Can new public stoage units get away with no restrooms? 2009 IPC


----------



## Examiner (Jun 29, 2011)

All the ones I have used have always had a office with public restrooms during hours the office is open.  Not other restrooms on the site.

I have been to my storage unit and did wish that they did have one during the non-office hours.


----------



## ICE (Jun 29, 2011)

Sooner or later, many people get to wishing the was a restroom on every corner.  I wonder if the ADA people know about that.


----------



## mtlogcabin (Jun 29, 2011)

IBC chapter 29 Structures for the storage of goods, 1 per 100 so you could require one.


----------



## mark handler (Jun 29, 2011)

ICE said:
			
		

> Sooner or later, many people get to wishing the was a restroom on every corner.  I wonder if the ADA people know about that.

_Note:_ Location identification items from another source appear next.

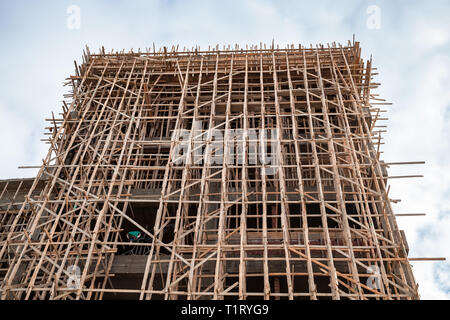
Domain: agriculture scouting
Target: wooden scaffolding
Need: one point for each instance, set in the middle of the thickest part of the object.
(168, 143)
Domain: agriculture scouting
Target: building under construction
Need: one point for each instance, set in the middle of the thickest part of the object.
(218, 174)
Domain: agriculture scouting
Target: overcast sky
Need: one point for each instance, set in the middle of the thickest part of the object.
(409, 43)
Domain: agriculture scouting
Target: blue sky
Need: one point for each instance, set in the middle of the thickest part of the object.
(410, 49)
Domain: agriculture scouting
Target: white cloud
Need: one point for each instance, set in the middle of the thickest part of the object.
(411, 51)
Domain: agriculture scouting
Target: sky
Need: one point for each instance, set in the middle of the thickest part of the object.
(408, 40)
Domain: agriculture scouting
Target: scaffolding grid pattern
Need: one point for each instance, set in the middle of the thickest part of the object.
(317, 224)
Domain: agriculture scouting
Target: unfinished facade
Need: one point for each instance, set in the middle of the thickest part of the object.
(248, 174)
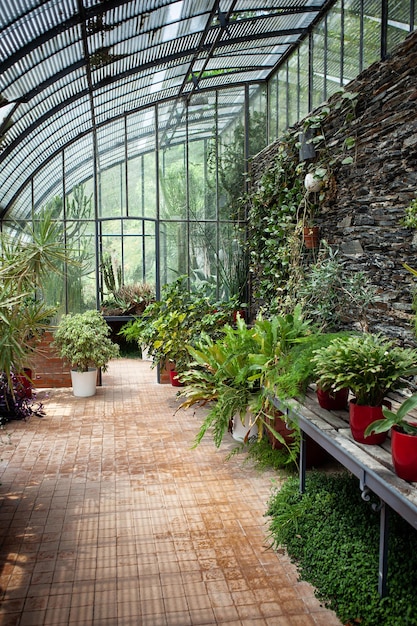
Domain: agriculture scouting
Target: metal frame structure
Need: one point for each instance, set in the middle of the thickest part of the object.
(375, 475)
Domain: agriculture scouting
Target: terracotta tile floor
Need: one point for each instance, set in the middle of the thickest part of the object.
(108, 517)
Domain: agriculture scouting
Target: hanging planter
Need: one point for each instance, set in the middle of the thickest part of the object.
(311, 237)
(173, 375)
(312, 183)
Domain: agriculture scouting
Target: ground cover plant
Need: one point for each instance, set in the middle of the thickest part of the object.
(333, 536)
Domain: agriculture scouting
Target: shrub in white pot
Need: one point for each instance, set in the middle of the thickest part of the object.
(82, 339)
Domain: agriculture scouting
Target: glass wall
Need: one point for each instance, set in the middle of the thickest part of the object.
(151, 196)
(156, 193)
(353, 35)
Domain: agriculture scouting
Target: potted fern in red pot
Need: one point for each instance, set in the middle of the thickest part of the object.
(403, 437)
(370, 366)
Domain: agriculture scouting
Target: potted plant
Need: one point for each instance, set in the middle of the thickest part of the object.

If Public toilet facilities are provided on a site, then one of each type of public restroom shall meet the accessibile requirements.

Being a storage facility, open to the Public,  restrooms are required  per table 4-1, in the plumbing code. Employee restrooms are also required.


----------



## peach (Jun 29, 2011)

probably assume they are providing the restroom for the employees, which is also open to the public (when the facility is open).  Having a restroom open during off hours is not a particularly good idea, and may be hard to justify requiring.


----------



## Rick18071 (Jun 30, 2011)

Thanks guys. The plans only show a new building being added to a group of exsiting buildings with public storage that where built before we had codes in PA. Don't know if there are exsiting restrooms or  anything accessible. I guess they need an accessible route to the restrooms from accessible units if they do have the restrooms in an exsiting building.


----------



## mtlogcabin (Jun 30, 2011)

> Having a restroom open during off hours is not a particularly good idea, and may be hard to justify requiring.


We required them for a T-Hanger project when I was in Fl. They just installed a keypad on the door and would give the renters the combo.


----------



## RJJ (Jun 30, 2011)

Agree with MT: 1 per 100


----------